The backup-redirection mechanics have not been enabled yet, but will be in the coming week, once we’re satisfied that the new server setup is performing optimally.

We thank you all for your continued patience as we overcome these technical challenges. Your business is very important to us, and we continue to make investments to provide the fast, reliable, professional product you deserve.


API Call Usage & Statistics

As we’ve now been “live” for about 50 days now, with a sizeable user base that’s provided much better real-world usage than we were able to simulate in testing, we’ve implemented a number of things in order to regulate how the service is used.

This article may get slightly technical, so a brief summary before we start: if your API call usage gets too high, you’ll receive an e-mail warning to that effect.  An increase much beyond that level of usage will result in another e-mail, and the system will temporarily block you.  We’ll also be notified, and will work with you to figure out the reason for the high usage.  To date, we’ve had a handful of users who’ve hit the “warning” threshold, but in each case, we were able to bring them down to “safe” levels without too much trouble.

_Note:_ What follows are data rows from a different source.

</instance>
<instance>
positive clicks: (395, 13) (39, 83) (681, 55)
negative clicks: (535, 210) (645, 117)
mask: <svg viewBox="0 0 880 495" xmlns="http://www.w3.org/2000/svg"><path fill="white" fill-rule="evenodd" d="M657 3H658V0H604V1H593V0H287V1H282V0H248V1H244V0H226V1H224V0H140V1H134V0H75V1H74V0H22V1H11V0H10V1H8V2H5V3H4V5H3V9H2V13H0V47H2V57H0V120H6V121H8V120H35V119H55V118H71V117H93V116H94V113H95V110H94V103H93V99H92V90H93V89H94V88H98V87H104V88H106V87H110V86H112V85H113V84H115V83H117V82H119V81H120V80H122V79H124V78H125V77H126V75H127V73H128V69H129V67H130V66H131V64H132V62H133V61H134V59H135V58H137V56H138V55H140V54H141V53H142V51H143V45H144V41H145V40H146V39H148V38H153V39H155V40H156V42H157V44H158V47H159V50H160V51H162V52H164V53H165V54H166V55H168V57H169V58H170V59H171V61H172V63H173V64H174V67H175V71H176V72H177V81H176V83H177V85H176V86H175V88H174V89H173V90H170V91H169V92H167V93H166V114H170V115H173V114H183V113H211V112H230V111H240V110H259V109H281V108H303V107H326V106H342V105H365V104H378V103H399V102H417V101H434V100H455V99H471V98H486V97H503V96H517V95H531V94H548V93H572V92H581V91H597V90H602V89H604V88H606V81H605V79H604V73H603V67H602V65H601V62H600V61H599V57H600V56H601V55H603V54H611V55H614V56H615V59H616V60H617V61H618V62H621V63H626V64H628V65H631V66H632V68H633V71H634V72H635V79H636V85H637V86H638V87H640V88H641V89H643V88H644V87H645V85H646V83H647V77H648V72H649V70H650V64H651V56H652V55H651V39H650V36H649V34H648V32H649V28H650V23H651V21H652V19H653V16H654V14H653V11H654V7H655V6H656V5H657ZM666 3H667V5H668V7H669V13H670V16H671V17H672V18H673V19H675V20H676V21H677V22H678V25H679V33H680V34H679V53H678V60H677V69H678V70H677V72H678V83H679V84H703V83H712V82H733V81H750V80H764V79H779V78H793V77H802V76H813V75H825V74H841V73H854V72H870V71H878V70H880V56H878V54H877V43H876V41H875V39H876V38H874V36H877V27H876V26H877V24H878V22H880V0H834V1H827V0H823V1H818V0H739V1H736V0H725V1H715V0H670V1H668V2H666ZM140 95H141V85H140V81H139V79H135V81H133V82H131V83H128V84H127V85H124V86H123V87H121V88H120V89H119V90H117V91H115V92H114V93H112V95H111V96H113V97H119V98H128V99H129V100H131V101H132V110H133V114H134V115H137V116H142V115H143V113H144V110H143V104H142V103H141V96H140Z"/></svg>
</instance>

For Premium users, you can view your recent API call usage and click-thru statistics via the “Your Stats” page, off the main menu.

So now the more technical parts:

The true “load” on the system is actually not how many calls we’re sending and receiving to the eBay API, but how much RAM and CPU resources are consumed on our server to process a single call from a user.  This was a bit of a surprise to us, and necessitated some extensive code optimization in order to minimize disk access and server database queries.  We’re comfortable with the limits we have in place now, the server load has calmed down, and thankfully we’ve been able to assist the (very few) users who had overly high throughput.  We’re also very happy with the performance of the WP eBay Product Feeds plugin, but users who have either modified the plugin, are using a different CMS solution, or most importantly, are utilizing a feature where an end-user can search eBay through our service (which ends up getting exploited by bots), have in some cases been causing issues.  As mentioned, should this occur, we’ll work diligently with you to examine your usage case and hopefully implement some code additions on your side to help mitigate and get you below that critical threshold.

When viewing your Stats screen, some things to keep in mind.  Because we have a cache system in place (a 5-minute cache for Premium users, and a 30-minute cache for free users), identical calls received by our system within that cache window will be served the cache result stored here, without needing to query the eBay API.  Any of these “cache hits” don’t count towards your API call usage.  Additionally, most error messages you get were caught by us before querying eBay, and they won’t count either.  Lastly, we have bot-filtering algorithms in place to cut down on the number of search-engine bots, or crawlers, that are viewing your feeds and causing API calls.  All of these strategies have dramatically reduced the actual API calls you’re making, and may be quite a bit less than what you would expect.

(Incidentally, this experience in monitoring usage real-time has revealed what I believe is the primary reason eBay shut down the RSS service.  Without any ability to filter bots, regulate usage, or serve a cache, their RSS would have been hammered by literally tens of millions of queries per day.  The resources to handle that would have been quite formidable, and costly.)

The usage metric we’re looking at is your calls to the API over the last thirty-minute period.  We check this every five minutes, in order to better catch a sudden massive spike.  The API call stats you see on your Stats screen will be five minutes or less “behind live”, so if you make an API call and then run over to check the stats screen, it may take up to five minutes to reflect.  The click stats are live.  The click stats also require you to have enabled Link Cloaking in your Profile, as that’s the only way we’re able to track your clicks.